どんな日でもいつもの時間、いつもの通りに起きた須賀。
いつもの通り朝食を済ませ、自分の支度を済ませた須賀。
と、この時ふとあることを思い出す。
宿泊客がいたことを忘れていたのだ。
宿泊室へ足を運び、昨日来た客人の様子を見に行く。
ドアを直す約束があるし、もう8時だ。起きている頃だろうと思い、宿泊室のドアを開く。
そこには、悪い寝相でぐちゃぐちゃになった布団と毛布の上で眠る男の姿が。
「 」
気持ちよさそうに眠っている男を、須賀はベッドから転がし落とす。
「んがぁっ!?」
ベッドから落ちて男は目覚める。どうやら落ちた時に頭を打ってしまったらしく、後頭部を抑えて痛がっている。

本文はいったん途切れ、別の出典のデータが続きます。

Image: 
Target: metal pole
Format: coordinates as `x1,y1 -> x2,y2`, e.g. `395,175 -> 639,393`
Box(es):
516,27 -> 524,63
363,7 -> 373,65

「おま……起こし方ってのがあるだろ! こんな起こされ方されたの初めてなんだけど!?」
『 起床時間 早くドアを直して 』
「起床時間ってお前……絶対今作っただろ……」
「さぁーって作るか……っと」
男が起きて30分後。ドアの修復作業が始まった。
だが、男は須賀に向かってあることを尋ねた。
「木材とかどこから持ってきたらいいんだ? さすがにあのドアはダメだ ボロすぎて使い物にならんよ」
壊れたドアは庭の出入り口の方にまとめて置いてあった。
木の風化が始まっていることはもちろん、壊れてしまって木くずも数えきれないほどあるバラバラだ。
「斧はある?チェーンソーでもいいけど」
『 何に使う? 』
「いや折角森に近いんだし 森から素材を取ろうかと思って」
男は親指で森の方を指す。
須賀はそれを聞くと、眉間に皺を寄せて、筆圧を強くして書いたメモを差し出す。
『 森には絶対に近づくな 』
「……とは言ってもよぉ じゃあどこから持って来ればいいんだ? 知ってるだろ?この村にはホームセンターなんてあるわけねぇ そういうの扱ってる店まで距離もある。自動車もなかったらどうやって運べばいいんだ?」
男がそう言っても、須賀はメモを下ろすことも、顔色を変えることもしなかった。
須賀のその頑固さに、男は呆れて片手で空を払った。
「“ことりおばけ”の伝承って奴かい? 信じるつもりも信じないつもりもねぇよ」
男が言った言葉に、須賀は疑問を覚え、眉間のしわがとれる。強く差し出していたメモも無意識に下ろしていた。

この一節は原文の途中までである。